Ranger
THE TRUCE WAS about to break. It had lasted less than seventy-two hours.
“You’re not serious.” We sat in her truck this time in front of a place called ‘Calla’s Pottery’ Inside there were about a dozen women all sitting at easels with what looked like champagne in their hands painting something that looked nothing like the sample at the back of the class.
There wasn’t a lick of testosterone in a mile’s range.
“What?” She shrugged and pretended to touch up her lipstick in the pull-down mirror. I knew she was pretending because her lipstick, when she chose to wear it, was always perfect. How could it not be? It was sitting on two curves of actual perfection.
I thought about giving her grief for bringing me here, but she had a way of knowing just how to tick me off. and I wasn’t going to give her the satisfaction.
“How did you know this is my favorite thing to do?”
She froze in place. She expected frustration or maybe whining. Old Ranger would’ve done just that. He was a kid. I was far from that kid anymore.
I could take a little paint and brushes just to prove her wrong.
“Come on. Let’s go. I think I’d like to do the cat one.”
It was all I could do not to smile. I would not be painting the cat one.
By the time I got around to her door, she had gotten over it and was now smiling from ear to ear. This was her thing. She was darn good at running the farm and the horses would always make her heart beat, but deep down, she was a little bit artsy and flowery.
I loved that about her.
Loved.
I shouldn’t even be saying that. Maybe it’s true that you never quite fall out of love with your first love.

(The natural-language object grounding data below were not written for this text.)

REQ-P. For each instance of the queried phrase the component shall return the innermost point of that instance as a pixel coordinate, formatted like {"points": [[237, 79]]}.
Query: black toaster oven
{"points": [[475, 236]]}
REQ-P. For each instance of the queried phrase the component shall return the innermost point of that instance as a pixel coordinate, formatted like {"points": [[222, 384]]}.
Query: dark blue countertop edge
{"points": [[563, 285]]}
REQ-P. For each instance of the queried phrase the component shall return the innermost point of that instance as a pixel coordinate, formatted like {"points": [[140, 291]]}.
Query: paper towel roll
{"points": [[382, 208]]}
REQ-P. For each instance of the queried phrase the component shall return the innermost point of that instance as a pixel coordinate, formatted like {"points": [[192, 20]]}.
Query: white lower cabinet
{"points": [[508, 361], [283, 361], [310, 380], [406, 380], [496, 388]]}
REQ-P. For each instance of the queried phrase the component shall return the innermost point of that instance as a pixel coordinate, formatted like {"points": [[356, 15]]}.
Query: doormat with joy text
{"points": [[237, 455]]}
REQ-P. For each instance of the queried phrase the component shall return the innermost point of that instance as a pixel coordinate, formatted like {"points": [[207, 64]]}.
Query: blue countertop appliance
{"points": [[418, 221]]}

I was sure that wherever that artsy part of Hero was, there was a part of me that would never quite get over her.
We got inside and after listening to the instructions, picked out our example. Hero chose a sunset scene, and I chose the manliest one – a cross against a blue and brown background.
When she wasn’t looking, I painted her arm blue around her elbow.

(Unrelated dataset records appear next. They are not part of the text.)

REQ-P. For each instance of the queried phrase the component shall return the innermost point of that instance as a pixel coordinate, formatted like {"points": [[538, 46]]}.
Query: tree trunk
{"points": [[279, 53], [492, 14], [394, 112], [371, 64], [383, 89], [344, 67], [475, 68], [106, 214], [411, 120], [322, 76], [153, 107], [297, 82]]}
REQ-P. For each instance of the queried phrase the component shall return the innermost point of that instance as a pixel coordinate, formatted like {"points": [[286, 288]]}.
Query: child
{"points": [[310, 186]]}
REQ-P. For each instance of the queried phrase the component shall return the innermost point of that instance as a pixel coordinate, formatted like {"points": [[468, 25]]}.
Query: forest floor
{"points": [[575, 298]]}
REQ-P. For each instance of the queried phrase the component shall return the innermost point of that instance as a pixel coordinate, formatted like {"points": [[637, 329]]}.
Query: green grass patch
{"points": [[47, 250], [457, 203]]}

“You like to paint. How come you don’t do it more?”
She shrugged. “Time. Money. Same reasons as everyone else when they don’t get to do what they want to do.”
“I guess you’re about to have the money you need. Maybe you can hire some hands to help out. Give you the time.”

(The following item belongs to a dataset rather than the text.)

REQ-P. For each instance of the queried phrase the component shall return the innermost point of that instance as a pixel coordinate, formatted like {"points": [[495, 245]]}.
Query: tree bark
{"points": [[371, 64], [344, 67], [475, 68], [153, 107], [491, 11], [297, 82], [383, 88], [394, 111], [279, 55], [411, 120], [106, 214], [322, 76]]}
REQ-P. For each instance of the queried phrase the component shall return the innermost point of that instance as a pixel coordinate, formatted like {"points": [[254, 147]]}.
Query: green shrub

“And you?” She put her brush in the water and swirled it around a bit. She’d pulled her hair into a ponytail again.
“Me what?”
“What’s the thing you want to do that you don’t have money or time for?”
I shrugged, but I knew.
“Tell me.” She put her hand on my arm. It was warm like I remembered. She was always warm like that favorite blanket you curled up with on a cold night. “We used to tell each other everything – everything.”
“I’d like to own a ranch again, or at least work on one. I didn’t even know I missed it until I saw your farm again. I miss all of it, the horses, the freedom, the hard work, the early mornings.”
“What about the boot camp thing? Isn’t that where you’re headed? That sounds like a good opportunity.” She looked away when she said the last sentence. She always looked away when she was lying.
Come to think of it, she hadn’t looked away from me since I’d been back in town. Hero always looked at me directly in the eye.
“It’s a good opportunity, but it sounds like work to me. It’s work I don’t want to do anymore. Yes, it will pay the bills. Yes, it will keep me busy. But it’s not how I see myself living the rest of my life. I know people don’t always get what they want but a guy can hope.”
Hero leaned in closer. She had a dot of purple on her nose, but I kind of liked it there. It gave her a little imperfection. Made her real again. I had been imagining her for way too long.
When I was in Afghanistan, I held onto her picture until the edges were shredded and the lower left corner was torn from taking it out and putting it back into my pocket time after time.
After a while, I cut the edges and kept it in one of the small pockets of my pack. I also kept all of her letters in that same pocket.
One day I took the letters out and her picture wasn’t there anymore. I looked for it everywhere. Even the boys helped me look.
It was gone.
I blamed it all on fate. After all, I’d gotten her letters out of my pack to burn them. They were all lies anyway. She loved me. She wanted me to come home. She couldn’t wait to see me again.
She was with my brother.
She was a lying cheat.
She broke all of her promises.
No, those were Jacob’s words.
Or they were mine.
It was all mixed up in my head.
The letters took the place of her picture and so I let them live there, untouched.
When I came home, I requested to go to Nashville instead.
Instead of my family and my girl waiting for me at the airport, I grabbed my backpack off of the belt and walked away from it all.
“Ranger? I said how do you see yourself spending the rest of your life? Where’d you go? I’d lost you for a minute.”
She’d lost me for more than a minute.
I’d once asked her the same question. She told me she wanted to spend it with me. If I took away everything in between…if I stripped our lives down to nothing but me and her, that would be my answer too.
She was so close I could see the one speck of gold in her right eye. One of her earrings was coming out of the pierced hole. Her heartbeat in the form of her pulse on her neck. It was racing like mine was for this beautiful woman in front of me.
That was the problem with all of this.
There was too much in between.
Too much filler.
Too much gunk choking the life out of what we had.
I winked at her and held up my paint brush. “Duh. Painting.”